Pavilhão Principal das "Águas de Melgaço", antes da remodelação |
No jornal "Correio da Manhã", na sua edição de 25 de Setembro de 2011, encontramos uma crónica dedicada às Águas de Melgaço da autoria de António Sousa Homem:
Um Domingo de sol e Água de Melgaço
"A minha
sobrinha Maria Luísa tem, com o meu médico de Viana, uma relação conflituosa:
por um lado, acha que a minha longevidade lhe deve bastante – dobrar os noventa
é uma meta até agora só ao alcance de alguns, embora a minha família tenha
demonstrado, ao longo dos séculos, uma tendência permanente para desanimar os
seus desafectos, prolongando a existência até ao inadmissível. Um tio que
dividiu a sua existência entre os Arcos, Valença e Lisboa é mesmo uma lenda
desconfortável, finando-se aos 105 anos na sua quinta ligeiramente decadente,
ouvindo o chilrear dos pássaros e o ruído dos freixos junto a um ribeiro que
corria intramuros. Por outro lado, acha-o um libertino e ligeiramente gordo. A
libertinagem manifesta-se sobretudo pelo estômago e pelo gosto despropositado
por nobiliários arcaicos que fixam os desaires e os pecadilhos das avós
minhotas a norte de Leça da Apúlia e até ao derradeiro grão de poeira que nos
separa de Tuy. Afastado este pormenor, almoçámos todos em Caminha no domingo
passado, saboreando no restaurante Primavera um cabrito que Maria Luísa
classificou como uma ameaça ao meu regime alimentar e que duplicou, largamente,
a felicidade dos comensais. Depois do almoço, o repouso merecido: reunidos em
grupo palrador na esplanada do Café Central, a tarde providenciou-nos a sua
saborosa Água de Melgaço. Tenho com a Água de Melgaço uma relação enamorada e
fiel desde há décadas – amarga e luminosa, ela lembra o tempo em que o Minho
era uma nacionalidade e uma referência. A Água de Melgaço fazia parte dessa
identidade, à semelhança de uma cédula pessoal ou de uma declaração de
contribuinte para a repartição de Finanças. Vinda em caixas de madeira para a
casa de Ponte de Lima ou, mais tarde, para este eremitério de Moledo, é hoje
uma espécie de recurso da memória que vamos periodicamente buscar ao Café
Central e à sombra dos seus guarda-sóis. Esta semana comentávamos uns grafitos
que foram misteriosamente deixados na fachada do edifício da Câmara. Entre um
gole de Água de Melgaço e o pedido de um novo café, Maria Luísa, a esquerdista
da família, concedeu que se tratava de um acto de barbárie cometido por
estranhos (murmurava-se que duas estrangeiras e ainda por cima holandesas).

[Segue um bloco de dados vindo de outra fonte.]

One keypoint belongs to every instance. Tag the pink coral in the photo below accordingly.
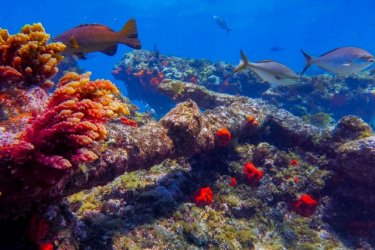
(73, 119)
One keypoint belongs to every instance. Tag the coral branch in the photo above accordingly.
(27, 58)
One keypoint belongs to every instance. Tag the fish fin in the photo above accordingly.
(129, 34)
(308, 63)
(264, 61)
(244, 62)
(80, 56)
(73, 43)
(110, 51)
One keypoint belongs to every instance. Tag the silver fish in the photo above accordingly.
(269, 71)
(343, 61)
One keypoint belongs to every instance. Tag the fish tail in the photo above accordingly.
(129, 34)
(309, 61)
(244, 62)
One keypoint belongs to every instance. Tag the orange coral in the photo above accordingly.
(305, 205)
(252, 174)
(203, 196)
(128, 122)
(27, 57)
(223, 137)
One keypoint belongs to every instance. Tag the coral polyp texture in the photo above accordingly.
(319, 99)
(74, 118)
(27, 58)
(61, 137)
(27, 62)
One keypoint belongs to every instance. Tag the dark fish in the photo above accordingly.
(222, 24)
(343, 61)
(277, 49)
(88, 38)
(269, 71)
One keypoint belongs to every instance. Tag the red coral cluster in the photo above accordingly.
(73, 119)
(223, 137)
(203, 196)
(27, 62)
(128, 122)
(252, 174)
(305, 205)
(294, 162)
(58, 139)
(233, 182)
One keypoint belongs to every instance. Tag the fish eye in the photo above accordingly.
(366, 58)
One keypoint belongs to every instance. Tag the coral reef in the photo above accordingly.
(319, 99)
(80, 175)
(60, 137)
(156, 208)
(26, 58)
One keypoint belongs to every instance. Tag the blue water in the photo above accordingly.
(187, 28)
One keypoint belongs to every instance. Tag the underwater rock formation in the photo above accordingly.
(305, 181)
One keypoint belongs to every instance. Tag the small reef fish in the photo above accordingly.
(343, 61)
(277, 49)
(222, 24)
(88, 38)
(269, 71)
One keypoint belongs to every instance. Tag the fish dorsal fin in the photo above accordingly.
(264, 61)
(129, 35)
(110, 51)
(330, 51)
(80, 56)
(130, 29)
(73, 43)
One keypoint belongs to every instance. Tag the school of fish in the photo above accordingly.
(89, 38)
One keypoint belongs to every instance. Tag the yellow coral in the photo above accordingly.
(29, 54)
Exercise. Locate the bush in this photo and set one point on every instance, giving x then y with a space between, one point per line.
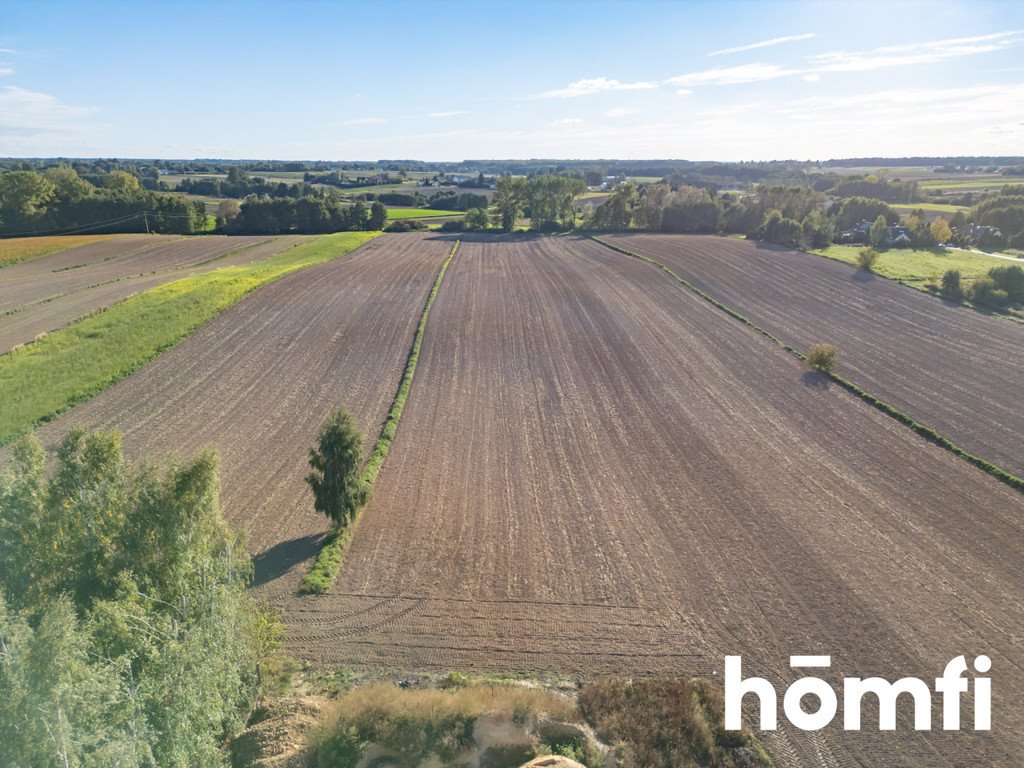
822 357
951 286
406 225
665 723
866 258
984 291
416 723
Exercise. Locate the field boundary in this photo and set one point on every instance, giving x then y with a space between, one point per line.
322 573
190 302
925 431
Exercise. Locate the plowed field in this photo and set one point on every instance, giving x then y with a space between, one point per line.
953 369
23 325
257 381
599 472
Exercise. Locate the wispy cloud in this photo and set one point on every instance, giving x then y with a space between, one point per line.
913 53
753 73
762 44
875 58
590 86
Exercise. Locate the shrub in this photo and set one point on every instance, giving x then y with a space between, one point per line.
822 357
866 257
664 723
984 291
416 723
406 225
951 286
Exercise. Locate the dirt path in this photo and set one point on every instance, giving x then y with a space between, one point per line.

Depois, uma nuvem passou arrastando a sua beleza disforme sobre a foz do Minho
e as colinas de Santa Tecla. O meu médico de Viana quis ainda mostrar-nos a
estrada florestal de Venade. Maria Luísa levou algumas garrafas de Água de
Melgaço que bebemos entre os freixos e um abeto deslocado da paisagem. Eis um
domingo."
Crónica de António Sousa Homem.
Fonte: Correio da Manhã, edição de 25 de setembro de 2011.